Mere Passing of Architectural Drawings to AOP Not ‘FIS’, doesn’t satisfy ‘make believe’ under Article 12(4)(b) of India-USA DTAA: ITAT [Read Order]

Mere - Architectural- Drawings - AOP - believe- India-USA- DTAA-ITAT-TAXSCAN

The Delhi bench of the Income Tax Appellate Tribunal (ITAT) held that mere passing of project of specific architectural drawings and design with measurement did not amount to ‘make believe’ technical knowledge under 12(4)(b) of India-USA Double Taxation Avoidance Agreement (DTAA).

The assessee, Michael Graves Design, is a privately held multifaceted and multi-discipline firm headquartered in Princeton, New Jersey, USA. The firm provides design services for its clients all over the world including India. The assessee is a tax resident in USA.

During AYs 2014-15 and 2015-16 the assessee provided certain specified services to one of its clients in India, AOP (formed by Turner Project Management India Pvt. Ltd., Meinhardt India Pvt. Ltd., Michael Graves & Associates Inc.) under an agreement executed on 19.08.2013. The assessee received Rs. 4,67,60,000/- in AY 2014-15 and Rs. 57,12,000/- in AY 2015-16 in consideration of rendering services to AOP.

For the A.Y. 2014-15 and A.Y. 2015-16, the assessee filed its return of income on 31.03.2016 and 07.03.2017 respectively declaring total income at Rs. Nil. The assessee’s case for both the A.Ys 2014-15 and 2015-16 were selected for scrutiny and the notices along with questionnaire were issued and served. In response thereto, the assessee filed the requisite information and explanation through e-mail which were examined and placed on record.

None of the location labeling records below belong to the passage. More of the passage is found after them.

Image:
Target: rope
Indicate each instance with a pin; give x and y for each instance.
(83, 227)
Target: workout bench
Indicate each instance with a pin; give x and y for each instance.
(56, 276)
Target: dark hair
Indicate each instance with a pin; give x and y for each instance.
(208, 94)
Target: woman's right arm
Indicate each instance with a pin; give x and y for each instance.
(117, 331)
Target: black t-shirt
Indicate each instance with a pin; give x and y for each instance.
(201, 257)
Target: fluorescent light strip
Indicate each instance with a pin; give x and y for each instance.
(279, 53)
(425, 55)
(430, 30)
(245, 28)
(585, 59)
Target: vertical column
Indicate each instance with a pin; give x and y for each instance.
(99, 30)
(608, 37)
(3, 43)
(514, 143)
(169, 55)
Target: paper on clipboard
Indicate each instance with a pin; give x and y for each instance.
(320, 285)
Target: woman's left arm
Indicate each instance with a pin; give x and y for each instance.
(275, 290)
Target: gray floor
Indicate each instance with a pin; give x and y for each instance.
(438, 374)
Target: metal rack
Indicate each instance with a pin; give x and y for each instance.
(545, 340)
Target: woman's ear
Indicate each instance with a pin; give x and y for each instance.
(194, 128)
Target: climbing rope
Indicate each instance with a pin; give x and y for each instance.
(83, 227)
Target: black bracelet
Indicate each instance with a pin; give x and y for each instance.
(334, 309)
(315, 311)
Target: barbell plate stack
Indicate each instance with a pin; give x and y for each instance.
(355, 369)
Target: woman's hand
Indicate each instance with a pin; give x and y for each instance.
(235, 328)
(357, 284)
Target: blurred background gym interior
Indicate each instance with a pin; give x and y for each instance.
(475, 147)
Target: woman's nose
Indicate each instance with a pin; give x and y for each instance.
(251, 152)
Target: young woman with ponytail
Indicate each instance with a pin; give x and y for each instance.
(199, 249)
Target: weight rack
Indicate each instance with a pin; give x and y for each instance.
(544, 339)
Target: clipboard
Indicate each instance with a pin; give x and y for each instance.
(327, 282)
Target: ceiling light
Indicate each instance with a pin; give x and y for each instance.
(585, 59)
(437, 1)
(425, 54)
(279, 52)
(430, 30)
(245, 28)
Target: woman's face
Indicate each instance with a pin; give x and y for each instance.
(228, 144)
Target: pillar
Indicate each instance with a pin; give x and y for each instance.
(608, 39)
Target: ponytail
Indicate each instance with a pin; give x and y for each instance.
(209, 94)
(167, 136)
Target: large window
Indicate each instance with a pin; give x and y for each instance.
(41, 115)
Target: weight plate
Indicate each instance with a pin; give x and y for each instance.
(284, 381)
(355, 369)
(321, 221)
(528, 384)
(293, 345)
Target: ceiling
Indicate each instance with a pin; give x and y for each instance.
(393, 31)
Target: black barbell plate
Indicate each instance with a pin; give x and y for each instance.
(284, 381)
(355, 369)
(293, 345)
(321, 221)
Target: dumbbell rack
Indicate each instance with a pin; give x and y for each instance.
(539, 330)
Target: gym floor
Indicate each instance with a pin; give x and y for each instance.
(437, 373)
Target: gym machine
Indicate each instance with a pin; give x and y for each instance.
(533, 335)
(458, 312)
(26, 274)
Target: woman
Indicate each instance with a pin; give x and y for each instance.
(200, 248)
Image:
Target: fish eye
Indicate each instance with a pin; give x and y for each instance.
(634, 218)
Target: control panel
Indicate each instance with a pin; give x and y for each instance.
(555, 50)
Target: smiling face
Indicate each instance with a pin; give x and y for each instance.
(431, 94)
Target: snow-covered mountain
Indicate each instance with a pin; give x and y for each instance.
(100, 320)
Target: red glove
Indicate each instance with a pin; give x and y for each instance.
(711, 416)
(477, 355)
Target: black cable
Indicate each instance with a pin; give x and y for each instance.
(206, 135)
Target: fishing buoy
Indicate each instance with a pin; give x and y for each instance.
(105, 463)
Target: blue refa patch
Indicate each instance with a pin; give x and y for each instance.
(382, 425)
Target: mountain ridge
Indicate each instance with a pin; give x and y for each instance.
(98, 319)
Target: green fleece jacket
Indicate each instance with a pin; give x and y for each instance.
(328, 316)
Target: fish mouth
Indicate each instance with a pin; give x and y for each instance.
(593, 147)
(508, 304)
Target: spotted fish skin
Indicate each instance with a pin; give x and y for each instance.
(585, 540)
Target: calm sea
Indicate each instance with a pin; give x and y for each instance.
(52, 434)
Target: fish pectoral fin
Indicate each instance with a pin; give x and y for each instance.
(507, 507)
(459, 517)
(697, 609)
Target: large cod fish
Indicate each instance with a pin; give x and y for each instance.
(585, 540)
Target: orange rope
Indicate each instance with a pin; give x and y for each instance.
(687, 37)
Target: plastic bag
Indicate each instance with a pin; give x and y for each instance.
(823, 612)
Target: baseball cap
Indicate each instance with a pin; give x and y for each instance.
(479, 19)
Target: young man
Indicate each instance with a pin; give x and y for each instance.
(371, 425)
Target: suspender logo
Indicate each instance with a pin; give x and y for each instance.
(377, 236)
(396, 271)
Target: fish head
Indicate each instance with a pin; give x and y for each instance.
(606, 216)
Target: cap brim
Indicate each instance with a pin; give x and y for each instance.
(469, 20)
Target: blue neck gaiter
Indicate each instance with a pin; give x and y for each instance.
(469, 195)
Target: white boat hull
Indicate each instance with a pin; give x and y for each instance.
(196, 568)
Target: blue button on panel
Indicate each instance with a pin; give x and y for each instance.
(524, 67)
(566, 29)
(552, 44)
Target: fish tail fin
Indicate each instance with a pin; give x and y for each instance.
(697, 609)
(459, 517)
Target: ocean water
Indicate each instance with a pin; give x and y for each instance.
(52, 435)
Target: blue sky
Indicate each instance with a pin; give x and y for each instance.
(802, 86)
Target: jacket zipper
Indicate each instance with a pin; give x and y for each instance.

During assessment proceedings, the assessee was asked to show cause why in view of the Article 12(4) of the India-USA DTAA, the consideration received for services rendered by the assessee should not be treated as income from Fees from Included services in view of the fact that the agreement entered into by the assessee and the AOP with respect to the providing of services very clearly bring out the fact that the services provided by the assessee is of purely technical nature and that it makes available the technology, the skill, the experience to the parties i.e. the members of the AOP.

The assessee filed its reply to the show cause notice contending that the ‘make available’ clause is not satisfied and therefore income of the assessee from the services rendered by the assessee to the AOP should not be treated as FIS in terms of Article 12(4)(b) of the India-USA DTAA as well as MOU between India and USA. The contentions of the assessee were not found tenable by the Assessing Officer (“AO”) who concluded that the assistance provided by the assessee makes available the technology to the clients.

The assessee filed objections to the draft assessment order before the Dispute Resolution Panel (“DRP”). The DRP after considering the submissions of the assessee and the relevant clauses of the agreement held that the AO was right in holding that the receipt of the assessee was taxable in India as FIS under India-USA DTAA and directed the Ld. AO to complete the assessment accordingly vide its order dated 13.09.2017 for AY 2014-15 and 01.06.2018 for AY 2015-16. Aggrieved the assessee appealed before the tribunal.

While allowing the appeal, two-member bench consisting of G.S Pannu (President) and Astha Chandra (Judicial member) held that the consideration received by the assessee for services rendered to the AOP does not fall within the purview of FIS under Article 12(4)(b) of the India-USA DTAA as the same does not satisfy the ‘make believe’ clause envisaged therein. Accordingly, we allow the ground of appeal raised by the assessee in both the AYs.